The standard method of ventriculostomy catheter placement is a freehand pass technique using surface anatomical landmarks. This study was undertaken to determine the accuracy of successful ventriculostomy procedures performed at a single institution's intensive care unit (ICU). The authors hypothesized that use of surface anatomical landmarks alone with successful results frequently do not correlate with desirable catheter tip placement.
Retrospective evaluation was performed on the head computed tomography (CT) scans of 97 patients who underwent 98 freehand pass ventriculostomy catheter placements in an ICU setting. Using the postprocedure CT scans of the patients, 3D measurements were made to calculate the accuracy of ventriculostomy catheter placement.
The mean distance (± standard deviation [SD]) from the catheter tip to the Monro foramen was 16 ± 9.6 mm. The mean distance (± SD) from the catheter tip to the center of the bur hole was 87.4 ± 14.0 mm. Regarding accurate catheter tip placement, 56.1% of the catheter tips were in the ipsilateral lateral ventricle, 7.1% were in the contralateral lateral ventricle, 8.2% were in the third ventricle, 6.1% were within the interhemispheric fissure, and 22.4% were within extraventricular spaces.

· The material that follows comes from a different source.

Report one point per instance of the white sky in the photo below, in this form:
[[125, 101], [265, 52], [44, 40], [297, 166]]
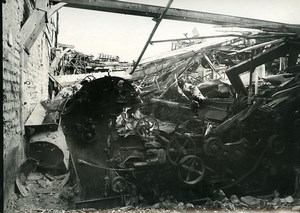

The accuracy of freehand ventriculostomy catheterization at the authors' institution typically required 2 passes per successful placement, and, when successful, was 1.6 cm from the Monro foramen. More importantly, 22.4% of these catheter tips were in nonventricular spaces. Although many neurosurgeons believe that the current practice of ventriculostomy is good enough, the results of this study show that there is certainly much room for improvement.
Abbreviations used in this paper:BCD = bicaudate diameter; BCI = bicaudate interval; BTD = bitemporal diameter; CSF = cerebrospinal fluid; CT = computed tomography; ICP = intracranial pressure; ICU = intensive care unit; SD = standard deviation.